The insomniac may come to dread the night’s solitude, but the next day poses the greater challenge. That’s when you are obliged to walk among the rested population and pass for one of them, when in truth most interactions are conducted in a state of self-doubting confusion; when harnessing one’s thoughts is like grabbing at shadows; the right words, if found, won’t cohere into fluent sentences; and dark intrusions from the subconscious flicker up and distract from whichever simple task you’re attempting to complete.
The novelist Samantha Harvey’s first memoir examines a year spent in this condition. It is littered with sharp insights expressed in exquisitely lucid prose but is as amorphous as its title suggests — which is fitting, given how sleep-deprivation distorts our mental framework, revealing the flimsiness of the cognitive structures built by the dormant mind.
Describing a period when she often remained awake for days, she seeks the causes and, where possible, their remedies. The death of a cousin, inner conflict over not having had children — a sadness, and yet she wouldn’t ‘want to make and love something that will die’ — and the EU referendum result: all precipitated her crisis, and (probably) all are irreversible.

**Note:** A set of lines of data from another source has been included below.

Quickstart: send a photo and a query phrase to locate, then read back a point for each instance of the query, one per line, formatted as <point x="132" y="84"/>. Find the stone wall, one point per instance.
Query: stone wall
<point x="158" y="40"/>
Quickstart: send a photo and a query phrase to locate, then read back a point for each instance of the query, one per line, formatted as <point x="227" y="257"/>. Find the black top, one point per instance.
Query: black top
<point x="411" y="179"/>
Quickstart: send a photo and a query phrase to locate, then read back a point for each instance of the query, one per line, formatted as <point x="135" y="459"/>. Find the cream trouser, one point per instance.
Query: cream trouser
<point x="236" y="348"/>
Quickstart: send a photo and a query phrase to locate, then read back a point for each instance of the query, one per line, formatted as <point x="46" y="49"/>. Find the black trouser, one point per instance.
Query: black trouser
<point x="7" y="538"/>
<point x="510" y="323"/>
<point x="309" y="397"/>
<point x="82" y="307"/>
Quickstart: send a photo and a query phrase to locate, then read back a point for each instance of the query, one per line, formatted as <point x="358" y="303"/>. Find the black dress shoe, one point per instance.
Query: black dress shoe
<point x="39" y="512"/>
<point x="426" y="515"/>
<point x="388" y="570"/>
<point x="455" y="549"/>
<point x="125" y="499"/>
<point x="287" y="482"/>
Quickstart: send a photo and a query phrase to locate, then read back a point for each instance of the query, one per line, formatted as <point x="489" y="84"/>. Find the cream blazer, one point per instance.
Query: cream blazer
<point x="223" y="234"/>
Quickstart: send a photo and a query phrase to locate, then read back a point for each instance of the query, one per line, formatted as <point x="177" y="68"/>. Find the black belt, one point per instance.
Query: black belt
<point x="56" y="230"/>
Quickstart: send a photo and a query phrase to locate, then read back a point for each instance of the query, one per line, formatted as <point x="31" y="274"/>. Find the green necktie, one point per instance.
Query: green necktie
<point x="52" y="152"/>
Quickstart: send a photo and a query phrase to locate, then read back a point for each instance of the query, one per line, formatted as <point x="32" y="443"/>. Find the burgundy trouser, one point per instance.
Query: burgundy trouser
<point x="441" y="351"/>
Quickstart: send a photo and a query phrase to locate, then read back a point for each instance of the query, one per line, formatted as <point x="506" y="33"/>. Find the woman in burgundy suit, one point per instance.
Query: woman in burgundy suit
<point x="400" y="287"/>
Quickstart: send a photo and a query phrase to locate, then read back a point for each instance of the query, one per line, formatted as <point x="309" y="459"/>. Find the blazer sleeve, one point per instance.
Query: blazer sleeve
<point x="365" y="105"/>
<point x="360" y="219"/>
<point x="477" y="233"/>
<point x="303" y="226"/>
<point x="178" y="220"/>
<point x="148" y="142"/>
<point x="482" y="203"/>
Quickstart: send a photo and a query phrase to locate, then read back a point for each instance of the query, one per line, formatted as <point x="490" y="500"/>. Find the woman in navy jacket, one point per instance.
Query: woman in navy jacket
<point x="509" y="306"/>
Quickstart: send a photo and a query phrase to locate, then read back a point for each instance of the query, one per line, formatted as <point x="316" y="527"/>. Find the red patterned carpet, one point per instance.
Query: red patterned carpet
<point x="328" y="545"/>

But underlying issues might prove tameable, namely an anxious disposition stemming from childhood experiences, lingering resentment towards her father and a nagging scepticism about meaning and reality. ‘The problem with beginning to wonder if everything is a dream or simulation or illusion is that there’s no proof either way,’ she writes. ‘There’s nothing in the world or in your own body, mind or brain that you can point to as proof it isn’t. In this sense, it’s anxiety’s jackpot.’
These are anxious times. Recent years have brought greater honesty about the diverse ways our minds can debilitate us, and this book is timely in analysing a condition that defines our age.